Tout doit être fait pour écraser son rival, ne pas le laisser s'exprimer, j'ai même envie de dire exister ! Cette interprétation revient à entretenir puis à cultiver ce que les moines bouddhistes, Mathieu Ricard en tête, nomment des toxines mentales : égoïsme, arrogance, jalousie, haine.
Comment alors continuer à pratiquer le iaidō quand, dès les premières heures de la pratique, le senseï met l'accent sur l'harmonie, la paix intérieure, ne serai-ce que pendant le salut ou l'annonce du mokuso ? Comment continuer à pratiquer le iaidō en suivant ce chemin alors que votre professeur partage généreusement avec vous et vos camarades ses connaissances si durement acquises ?
Ne nous trompons pas ici. C'est un tout autre aspect de la compétition qui sera le sujet de mon panégyrique.
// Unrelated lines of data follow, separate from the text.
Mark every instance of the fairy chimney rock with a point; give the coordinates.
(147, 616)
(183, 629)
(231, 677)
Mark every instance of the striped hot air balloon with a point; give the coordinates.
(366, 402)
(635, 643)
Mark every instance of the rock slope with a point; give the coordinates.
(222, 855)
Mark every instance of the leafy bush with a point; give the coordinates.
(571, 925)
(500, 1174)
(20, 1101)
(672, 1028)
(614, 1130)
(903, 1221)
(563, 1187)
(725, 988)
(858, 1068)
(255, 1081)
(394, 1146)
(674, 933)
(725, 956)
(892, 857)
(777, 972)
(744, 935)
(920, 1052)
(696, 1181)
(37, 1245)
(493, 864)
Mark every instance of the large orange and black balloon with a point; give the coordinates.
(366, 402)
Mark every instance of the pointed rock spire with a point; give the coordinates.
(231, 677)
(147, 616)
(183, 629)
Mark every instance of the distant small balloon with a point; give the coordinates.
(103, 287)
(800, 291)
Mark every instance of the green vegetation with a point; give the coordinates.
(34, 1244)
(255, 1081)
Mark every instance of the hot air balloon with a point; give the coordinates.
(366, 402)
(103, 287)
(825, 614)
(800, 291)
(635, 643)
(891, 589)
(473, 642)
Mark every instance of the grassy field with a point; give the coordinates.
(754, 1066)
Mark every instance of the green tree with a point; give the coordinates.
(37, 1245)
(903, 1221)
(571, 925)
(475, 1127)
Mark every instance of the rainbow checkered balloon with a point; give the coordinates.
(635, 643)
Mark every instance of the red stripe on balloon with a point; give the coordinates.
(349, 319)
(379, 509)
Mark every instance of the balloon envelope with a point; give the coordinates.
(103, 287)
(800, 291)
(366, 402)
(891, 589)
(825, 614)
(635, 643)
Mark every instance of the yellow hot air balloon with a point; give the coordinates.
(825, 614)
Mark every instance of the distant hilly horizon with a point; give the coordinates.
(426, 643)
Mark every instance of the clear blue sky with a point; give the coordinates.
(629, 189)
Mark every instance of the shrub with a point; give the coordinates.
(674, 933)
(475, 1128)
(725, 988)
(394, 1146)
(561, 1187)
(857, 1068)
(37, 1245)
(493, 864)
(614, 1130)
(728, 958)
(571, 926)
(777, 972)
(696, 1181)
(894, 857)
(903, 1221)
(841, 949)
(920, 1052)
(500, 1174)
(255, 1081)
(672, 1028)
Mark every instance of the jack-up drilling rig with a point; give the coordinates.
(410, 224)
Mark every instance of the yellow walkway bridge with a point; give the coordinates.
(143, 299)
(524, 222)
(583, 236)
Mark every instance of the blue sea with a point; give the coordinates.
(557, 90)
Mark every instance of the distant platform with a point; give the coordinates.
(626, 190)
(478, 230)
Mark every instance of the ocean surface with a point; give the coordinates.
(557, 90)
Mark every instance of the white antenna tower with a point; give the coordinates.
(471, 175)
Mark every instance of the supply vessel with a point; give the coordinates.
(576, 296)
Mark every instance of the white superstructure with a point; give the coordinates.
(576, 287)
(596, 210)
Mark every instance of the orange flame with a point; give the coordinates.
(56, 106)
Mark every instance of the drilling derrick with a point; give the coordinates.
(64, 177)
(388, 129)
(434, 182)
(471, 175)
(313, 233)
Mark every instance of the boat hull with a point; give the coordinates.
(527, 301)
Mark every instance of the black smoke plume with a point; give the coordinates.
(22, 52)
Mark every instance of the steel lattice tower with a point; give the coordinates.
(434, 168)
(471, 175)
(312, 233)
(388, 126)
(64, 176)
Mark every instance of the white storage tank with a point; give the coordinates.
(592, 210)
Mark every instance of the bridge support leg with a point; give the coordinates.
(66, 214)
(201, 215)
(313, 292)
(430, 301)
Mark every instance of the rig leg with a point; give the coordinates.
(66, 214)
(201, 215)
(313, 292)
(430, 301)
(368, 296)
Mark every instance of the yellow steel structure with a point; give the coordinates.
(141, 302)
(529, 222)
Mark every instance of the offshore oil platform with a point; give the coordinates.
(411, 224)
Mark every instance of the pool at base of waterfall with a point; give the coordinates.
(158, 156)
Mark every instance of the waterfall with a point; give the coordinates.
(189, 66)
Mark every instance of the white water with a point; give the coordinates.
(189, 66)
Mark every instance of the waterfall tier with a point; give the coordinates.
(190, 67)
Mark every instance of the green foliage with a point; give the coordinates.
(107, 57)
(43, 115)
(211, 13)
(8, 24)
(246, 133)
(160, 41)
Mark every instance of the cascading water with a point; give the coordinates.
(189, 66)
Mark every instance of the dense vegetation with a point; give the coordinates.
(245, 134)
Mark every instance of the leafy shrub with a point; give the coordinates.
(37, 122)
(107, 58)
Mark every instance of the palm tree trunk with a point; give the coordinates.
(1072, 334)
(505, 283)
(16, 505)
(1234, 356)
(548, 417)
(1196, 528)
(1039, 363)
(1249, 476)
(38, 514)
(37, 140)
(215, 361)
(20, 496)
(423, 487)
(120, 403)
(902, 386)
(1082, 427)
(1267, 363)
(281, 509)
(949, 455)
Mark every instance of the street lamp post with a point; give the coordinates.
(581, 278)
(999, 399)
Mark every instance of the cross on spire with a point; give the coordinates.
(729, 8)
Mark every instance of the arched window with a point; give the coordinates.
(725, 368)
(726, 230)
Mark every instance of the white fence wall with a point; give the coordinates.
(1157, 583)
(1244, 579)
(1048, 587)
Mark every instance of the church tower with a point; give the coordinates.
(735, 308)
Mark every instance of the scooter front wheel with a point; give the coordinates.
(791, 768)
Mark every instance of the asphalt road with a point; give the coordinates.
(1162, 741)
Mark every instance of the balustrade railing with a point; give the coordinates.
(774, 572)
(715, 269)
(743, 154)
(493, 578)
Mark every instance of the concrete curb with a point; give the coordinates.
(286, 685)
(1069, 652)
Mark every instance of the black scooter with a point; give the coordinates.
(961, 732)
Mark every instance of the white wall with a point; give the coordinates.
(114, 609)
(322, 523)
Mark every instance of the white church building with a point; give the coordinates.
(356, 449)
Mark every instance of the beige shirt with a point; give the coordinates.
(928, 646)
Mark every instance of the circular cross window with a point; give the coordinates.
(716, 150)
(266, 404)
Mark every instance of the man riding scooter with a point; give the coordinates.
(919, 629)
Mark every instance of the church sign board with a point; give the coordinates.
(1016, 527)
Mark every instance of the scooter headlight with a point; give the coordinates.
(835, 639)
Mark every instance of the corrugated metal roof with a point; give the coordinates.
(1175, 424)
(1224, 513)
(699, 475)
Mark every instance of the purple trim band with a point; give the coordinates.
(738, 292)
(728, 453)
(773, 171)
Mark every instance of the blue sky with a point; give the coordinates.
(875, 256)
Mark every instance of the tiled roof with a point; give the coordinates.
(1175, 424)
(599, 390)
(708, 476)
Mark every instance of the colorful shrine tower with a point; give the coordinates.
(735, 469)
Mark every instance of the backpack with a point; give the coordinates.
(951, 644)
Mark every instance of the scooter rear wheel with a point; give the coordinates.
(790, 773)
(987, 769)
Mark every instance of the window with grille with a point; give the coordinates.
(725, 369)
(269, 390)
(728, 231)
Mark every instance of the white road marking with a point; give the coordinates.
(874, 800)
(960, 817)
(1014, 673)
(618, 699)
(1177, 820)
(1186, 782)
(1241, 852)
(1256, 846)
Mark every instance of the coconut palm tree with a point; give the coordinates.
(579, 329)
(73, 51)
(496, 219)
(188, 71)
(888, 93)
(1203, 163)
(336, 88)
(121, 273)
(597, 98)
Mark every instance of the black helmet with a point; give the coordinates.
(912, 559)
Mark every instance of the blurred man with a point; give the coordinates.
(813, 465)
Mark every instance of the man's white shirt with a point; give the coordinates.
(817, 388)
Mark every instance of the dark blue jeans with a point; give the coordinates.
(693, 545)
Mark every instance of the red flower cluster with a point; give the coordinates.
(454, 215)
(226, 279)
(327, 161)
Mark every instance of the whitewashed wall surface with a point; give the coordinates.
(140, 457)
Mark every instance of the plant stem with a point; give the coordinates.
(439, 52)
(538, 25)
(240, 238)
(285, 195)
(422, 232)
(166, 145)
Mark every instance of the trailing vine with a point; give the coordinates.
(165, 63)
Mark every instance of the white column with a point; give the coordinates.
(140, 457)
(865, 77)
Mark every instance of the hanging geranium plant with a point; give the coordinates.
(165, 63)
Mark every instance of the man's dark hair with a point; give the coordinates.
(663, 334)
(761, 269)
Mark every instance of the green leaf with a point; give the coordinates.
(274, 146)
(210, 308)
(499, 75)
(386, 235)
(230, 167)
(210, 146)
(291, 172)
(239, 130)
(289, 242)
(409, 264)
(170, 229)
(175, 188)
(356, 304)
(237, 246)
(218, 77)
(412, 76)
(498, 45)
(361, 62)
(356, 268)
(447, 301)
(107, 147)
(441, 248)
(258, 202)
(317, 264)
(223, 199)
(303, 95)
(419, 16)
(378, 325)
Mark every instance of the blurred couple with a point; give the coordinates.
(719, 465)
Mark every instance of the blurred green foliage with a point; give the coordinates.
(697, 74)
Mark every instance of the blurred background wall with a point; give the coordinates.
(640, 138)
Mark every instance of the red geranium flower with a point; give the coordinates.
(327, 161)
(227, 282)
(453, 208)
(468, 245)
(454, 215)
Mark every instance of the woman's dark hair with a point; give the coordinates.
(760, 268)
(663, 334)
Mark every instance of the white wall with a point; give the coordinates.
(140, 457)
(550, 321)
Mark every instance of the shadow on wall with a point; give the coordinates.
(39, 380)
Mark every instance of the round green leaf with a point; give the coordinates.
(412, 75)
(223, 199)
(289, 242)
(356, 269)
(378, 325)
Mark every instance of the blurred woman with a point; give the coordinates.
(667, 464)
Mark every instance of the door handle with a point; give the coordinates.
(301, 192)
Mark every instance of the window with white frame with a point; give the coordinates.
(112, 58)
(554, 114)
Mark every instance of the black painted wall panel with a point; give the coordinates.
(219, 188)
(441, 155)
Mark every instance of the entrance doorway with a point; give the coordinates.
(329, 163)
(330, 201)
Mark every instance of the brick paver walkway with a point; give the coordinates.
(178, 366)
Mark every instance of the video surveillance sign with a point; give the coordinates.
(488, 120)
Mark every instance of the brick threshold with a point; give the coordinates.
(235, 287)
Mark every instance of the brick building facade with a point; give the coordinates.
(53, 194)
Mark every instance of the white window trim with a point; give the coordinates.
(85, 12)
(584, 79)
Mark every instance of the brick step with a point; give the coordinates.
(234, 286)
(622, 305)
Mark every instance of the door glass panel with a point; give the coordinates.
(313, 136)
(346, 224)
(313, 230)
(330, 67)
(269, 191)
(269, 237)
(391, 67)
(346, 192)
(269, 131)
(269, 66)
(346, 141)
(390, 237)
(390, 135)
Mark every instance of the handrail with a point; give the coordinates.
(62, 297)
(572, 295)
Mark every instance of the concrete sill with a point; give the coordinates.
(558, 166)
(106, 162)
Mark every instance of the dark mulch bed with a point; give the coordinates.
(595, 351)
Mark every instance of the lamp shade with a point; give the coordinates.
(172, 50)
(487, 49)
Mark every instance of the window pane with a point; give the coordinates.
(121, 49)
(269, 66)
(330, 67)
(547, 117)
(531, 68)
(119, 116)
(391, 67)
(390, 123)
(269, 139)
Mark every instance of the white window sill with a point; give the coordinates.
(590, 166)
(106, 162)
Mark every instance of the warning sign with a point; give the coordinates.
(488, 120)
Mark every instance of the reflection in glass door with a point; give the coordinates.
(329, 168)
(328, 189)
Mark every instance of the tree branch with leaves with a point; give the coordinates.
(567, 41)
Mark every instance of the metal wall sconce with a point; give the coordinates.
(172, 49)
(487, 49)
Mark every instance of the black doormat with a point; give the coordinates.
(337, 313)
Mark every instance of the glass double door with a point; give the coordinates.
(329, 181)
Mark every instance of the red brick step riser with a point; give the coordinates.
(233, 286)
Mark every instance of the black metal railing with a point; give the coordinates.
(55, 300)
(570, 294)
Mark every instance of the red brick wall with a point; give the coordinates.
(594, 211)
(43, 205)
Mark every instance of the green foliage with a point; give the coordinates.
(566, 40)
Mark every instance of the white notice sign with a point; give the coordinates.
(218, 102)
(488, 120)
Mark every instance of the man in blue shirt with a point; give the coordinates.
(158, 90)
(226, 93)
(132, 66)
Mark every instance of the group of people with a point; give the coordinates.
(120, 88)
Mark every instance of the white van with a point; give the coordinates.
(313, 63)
En premier lieu, sortir de sa zone de confort. Travailler dans son dojo sous le regard bienveillant du senseï en prenant son temps afin d'exécuter kihons et katas est une chose, se mettre à nu devant des juges et un public en est une autre. On ajoute une difficulté causée par l'adrénaline ou par l'angoisse qu'il faut gérer et canaliser. Cette situation inconfortable peut être mise en parallèle avec des épisodes stressants que tout un chacun peut rencontrer dans sa vie quotidienne. A ce moment, la compétition peut être vue comme un apprivoisement de ces tensions internes, un moyen de trouver à la fois dans le iaidō mais aussi dans la vie de tous les jours, une plus grande stabilité émotionnelle.
Deuxième raison, la compétition vous donne aussi, non pas un but mais une échéance. Vous devez vous préparer pour cette date, ce jour, ce rendez vous. Là encore, dans la vie quotidienne, il est prouvé que se donner une échéance est une source de progression car au quantième indiqué vous devez être près et avoir fourni les efforts nécessaires. Peu importe le résultat. Le plus important ici est d'avoir travaillé sérieusement et de prendre conscience des points à retravailler afin de pouvoir encore franchir les paliers qui nous séparent de l'impossible perfection.
Troisième raison, le fait que nous suivons une discipline martiale et que nous ne devons pas l'oublier ! Tout comme en combat sportif il est trop tard pour travailler des points technique ou la condition physique, le combat de iaidō obéit aux mêmes lois, au même code. Il ne faut plus étudier, corriger, améliorer mais mettre en pratique ce que l'on a appris dans le cadre du cours. A-t-on déjà vu un boxeur apprendre de nouveaux enchaînements pendant un championnat du monde ? A-t- on déjà vu un pratiquant de combat libre spécialiste du sol chercher à placer un kakato geri à son adversaire une fois dans la cage? Non mes amis ! Il faut retransmettre à ce moment ce que l'on a appris, afin de voir si nous l'avons compris, analyser, synthétiser en bref si nous nous le sommes approprié.
Enfin, la dernière raison avant que l'ennui ne vous lasse et la morale n'intervienne…se retrouver pour partager une journée ou un week-end ensemble entre pratiquants, retrouver vos partenaires de club, ceux que vous avez rencontré dans des stages, et cultiver amitiés et passion du iaidō. Plus que la journée de ceux qui auront la chance de monter sur le podium (qui d'ailleurs n'existe pas!) cette journée sera celle de notre art et de tout les pratiquants, un instant le plus souvent fugace, fixé sur papier glacé afin de nous remercier, nous les compétiteurs, mais aussi de remercier nos professeurs et tout ceux qui, avant eux, ont transmis et permis ce moment de communion et de rassemblement d'hommes et de femmes qui ne se seraient probablement jamais rencontrés sans cette envie commune.